Most Republican insiders contacted by said the GOP would face backlash wherever the convention is held. New York, which asked to be the host city, is still the best place to hold the 2004 convention, they said.

"I think it was a stroke of genius for the Republicans to have it in New York," said Jim McLaughlin, a New York-based Republican pollster, who said returning to Ground Zero will remind people of the point when "the president really became president."

McLaughlin said returning to the city will reinforce the image that Bush is the strongest leader who will stand up against terrorism, and he dismissed charges of exploitation.

"No matter what President Bush does, the Democrats call it political," he said.

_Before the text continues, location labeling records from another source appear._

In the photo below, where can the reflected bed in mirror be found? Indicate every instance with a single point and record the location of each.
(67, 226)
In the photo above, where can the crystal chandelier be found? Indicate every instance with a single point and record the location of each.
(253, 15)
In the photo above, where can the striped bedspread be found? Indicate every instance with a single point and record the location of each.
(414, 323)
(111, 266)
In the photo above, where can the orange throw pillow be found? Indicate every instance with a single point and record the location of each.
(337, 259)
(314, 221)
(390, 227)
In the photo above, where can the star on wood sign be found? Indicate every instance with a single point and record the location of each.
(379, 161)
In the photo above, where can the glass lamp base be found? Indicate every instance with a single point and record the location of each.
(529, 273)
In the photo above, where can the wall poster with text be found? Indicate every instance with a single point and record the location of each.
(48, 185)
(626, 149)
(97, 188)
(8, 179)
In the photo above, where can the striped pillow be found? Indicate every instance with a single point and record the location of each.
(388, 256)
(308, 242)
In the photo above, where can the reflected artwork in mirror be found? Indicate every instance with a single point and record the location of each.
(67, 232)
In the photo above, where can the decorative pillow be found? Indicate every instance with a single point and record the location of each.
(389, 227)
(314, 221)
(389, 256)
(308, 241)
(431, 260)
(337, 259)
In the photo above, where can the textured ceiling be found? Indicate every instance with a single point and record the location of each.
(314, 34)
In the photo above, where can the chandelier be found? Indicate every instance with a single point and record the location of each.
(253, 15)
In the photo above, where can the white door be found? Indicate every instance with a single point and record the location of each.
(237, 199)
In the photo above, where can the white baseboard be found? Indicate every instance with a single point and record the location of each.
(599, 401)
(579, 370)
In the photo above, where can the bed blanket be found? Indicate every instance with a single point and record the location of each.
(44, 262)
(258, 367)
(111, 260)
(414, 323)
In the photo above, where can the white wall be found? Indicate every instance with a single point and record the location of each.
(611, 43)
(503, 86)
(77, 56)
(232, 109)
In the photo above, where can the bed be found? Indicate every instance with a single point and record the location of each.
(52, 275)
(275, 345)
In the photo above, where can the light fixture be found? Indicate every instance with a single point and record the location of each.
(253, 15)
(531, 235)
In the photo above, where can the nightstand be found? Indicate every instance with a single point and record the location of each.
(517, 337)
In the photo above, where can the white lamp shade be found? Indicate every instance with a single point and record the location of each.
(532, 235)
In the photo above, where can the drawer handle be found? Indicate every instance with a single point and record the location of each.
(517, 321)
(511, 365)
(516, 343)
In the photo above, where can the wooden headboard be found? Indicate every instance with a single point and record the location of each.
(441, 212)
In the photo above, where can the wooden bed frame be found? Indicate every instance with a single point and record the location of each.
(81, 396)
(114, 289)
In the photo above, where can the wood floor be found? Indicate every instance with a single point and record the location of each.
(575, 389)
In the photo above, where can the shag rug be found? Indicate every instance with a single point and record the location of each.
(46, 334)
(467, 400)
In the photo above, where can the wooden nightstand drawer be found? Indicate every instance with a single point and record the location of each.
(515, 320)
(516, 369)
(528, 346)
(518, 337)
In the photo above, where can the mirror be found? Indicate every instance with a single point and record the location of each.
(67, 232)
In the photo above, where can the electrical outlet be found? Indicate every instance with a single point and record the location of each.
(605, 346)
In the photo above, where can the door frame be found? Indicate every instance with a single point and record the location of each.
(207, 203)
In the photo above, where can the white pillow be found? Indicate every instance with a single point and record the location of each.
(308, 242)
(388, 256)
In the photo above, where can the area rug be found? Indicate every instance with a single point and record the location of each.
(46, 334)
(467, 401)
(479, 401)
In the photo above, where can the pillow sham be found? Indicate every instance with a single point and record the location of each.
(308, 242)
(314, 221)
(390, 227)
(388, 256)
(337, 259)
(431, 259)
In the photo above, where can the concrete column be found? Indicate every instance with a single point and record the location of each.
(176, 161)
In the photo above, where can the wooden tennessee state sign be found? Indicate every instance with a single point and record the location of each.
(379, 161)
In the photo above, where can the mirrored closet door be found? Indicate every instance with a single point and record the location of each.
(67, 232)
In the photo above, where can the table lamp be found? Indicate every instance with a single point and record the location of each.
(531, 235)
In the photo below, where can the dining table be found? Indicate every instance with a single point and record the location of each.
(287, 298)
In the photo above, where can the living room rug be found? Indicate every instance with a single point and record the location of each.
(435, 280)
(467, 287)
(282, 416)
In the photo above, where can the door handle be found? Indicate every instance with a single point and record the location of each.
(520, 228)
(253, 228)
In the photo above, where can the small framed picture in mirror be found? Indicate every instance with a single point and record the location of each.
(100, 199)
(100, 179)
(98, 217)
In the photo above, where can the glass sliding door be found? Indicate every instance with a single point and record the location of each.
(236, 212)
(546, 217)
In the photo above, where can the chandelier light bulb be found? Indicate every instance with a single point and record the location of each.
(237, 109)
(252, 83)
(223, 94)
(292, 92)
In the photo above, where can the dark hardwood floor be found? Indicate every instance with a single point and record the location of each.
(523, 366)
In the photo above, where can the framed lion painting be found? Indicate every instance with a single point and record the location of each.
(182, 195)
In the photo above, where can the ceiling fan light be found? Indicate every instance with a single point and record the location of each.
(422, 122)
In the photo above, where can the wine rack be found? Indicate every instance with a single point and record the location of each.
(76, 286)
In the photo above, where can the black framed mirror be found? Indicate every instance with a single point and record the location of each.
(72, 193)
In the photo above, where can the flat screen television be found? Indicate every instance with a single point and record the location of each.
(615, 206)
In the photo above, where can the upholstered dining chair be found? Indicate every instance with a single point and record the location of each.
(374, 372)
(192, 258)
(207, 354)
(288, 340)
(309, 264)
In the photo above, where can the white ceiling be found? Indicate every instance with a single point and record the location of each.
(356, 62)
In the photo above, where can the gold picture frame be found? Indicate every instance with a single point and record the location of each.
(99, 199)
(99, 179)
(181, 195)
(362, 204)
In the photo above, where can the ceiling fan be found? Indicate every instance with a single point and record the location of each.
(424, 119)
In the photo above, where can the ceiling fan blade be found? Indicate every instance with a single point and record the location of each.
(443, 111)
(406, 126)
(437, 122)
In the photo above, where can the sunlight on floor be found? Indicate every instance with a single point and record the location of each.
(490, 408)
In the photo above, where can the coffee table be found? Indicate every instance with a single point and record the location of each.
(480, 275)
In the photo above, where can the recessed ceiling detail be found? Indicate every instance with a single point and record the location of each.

Craig Shirley, Republican media consultant, said he thinks the televised coverage of the protests — from aging Yuppies and drag queens to lumbering street puppets and anarchists — will have the effect of energizing the "lagging" GOP base in the rest of the country.

He said skepticism would always surround parties' picks of what he called risky venues for their conventions.

In 1980, the choice of Detroit for the convention helped the GOP create a "metaphor for blue-collar Reagan Democrats." In 1984, the Democrats' choice of San Francisco had a negative impact because it enforced the party's liberal stereotype.

"There has been a minor amount of what I would call Monday morning quarterbacking about New York, but just a tiny bit," he said, adding that the sometimes the choice of the venue works, and "sometimes it backfires."